Dr Board studied the phenomenon with increasing interest ‘It doesn’t look like it,’ he
said. ‘Mind you we do make a point of stretching our students, eh Mayfield?’

But Dr Mayfield made no response. As Judy took on the configuration of an ostrich that
had absentmindedly buried its head in a pail of cement he knew that the joint Honours
degree was doomed.

‘I’d say this for Mrs Wilt,’ said Dr Board, ’she do hold on. No one could call her
stiff-necked. Attenuated possibly. One begins to see what Modigliani was getting
at.’

‘For God’s sake stop,’ yelled Dr Cox hysterically, ‘I think I’m going off my head.’

‘Which is more than can be said for Mrs Wilt.’ said Dr Board callously.

He was interrupted by another awful crack as Judy’s body finally gave up the
struggle with the shaft. With a shower of clay it careered upwards to resume a closer
relationship with the head and hung naked, pink and, now that the clothes and the concrete
had been removed, remarkably lifelike at the end of the rope some twenty feet above the
ground.

‘I must say,’ said Dr Board studying the vulva with relish, ‘I’ve never had much
sympathy with necrophilia before but I do begin to see its attractions now. Of course
it’s only of historical interest but in Elizabethan times it was one of the perks of an
executioner…’

‘Board,’ screamed Dr Mayfield, ‘I’ve known some fucking swine in my time…’

Dr Board helped himself to some more coffee. ‘I believe the slang term for it is liking
your meat cold.’

Underneath the crane Inspector Flint wiped the mud from his face and peered up at the
awful abject swinging above him. He could see now that it was only a doll. He could also
see why Wilt had wanted to bury the beastly thing.

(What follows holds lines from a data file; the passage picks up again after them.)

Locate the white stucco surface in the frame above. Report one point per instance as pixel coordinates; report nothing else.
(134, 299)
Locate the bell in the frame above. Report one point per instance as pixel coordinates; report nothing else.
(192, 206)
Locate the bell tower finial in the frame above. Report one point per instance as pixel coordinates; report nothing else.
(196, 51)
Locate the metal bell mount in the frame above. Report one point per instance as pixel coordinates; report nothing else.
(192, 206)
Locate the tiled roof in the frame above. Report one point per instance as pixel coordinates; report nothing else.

‘Get it down. For God’s sake get it down,’ he bawled, as the press photographers circled
round him. But the crane driver had lost his nerve. He shut his eyes, pulled the wrong lever
and Judy began a further ascent.

‘Stop it, stop it, that’s fucking evidence,’ screamed the Inspector, but it was already
too late. As the rope wound through the final pulley Judy followed. The concrete cap
disintegrated, her head slid between the rollers and her body began to swell. Her legs
were the first to be affected.

‘I’ve often wondered what elephantiasis looked like,’ said Dr Board. ‘Shelley had a
phobia about it, I believe.’

Dr Cox certainly had. He was gibbering in a corner and the Vice-Principal was
urging him to pull himself together.

‘An apt expression,’ observed Dr Board, above the gasps of horror as Judy, now clearly
twelve months pregnant, continued her transformation. ‘Early Minoan, wouldn’t you say,
Mayfield?’

But Dr Mayfield was past speech. He was staring dementedly at a rapidly expanding
vagina some fourteen inches long and eight wide. There was a pop and the thing became a
penis, an enormous penis that swelled and swelled. He was going mad. He knew he was.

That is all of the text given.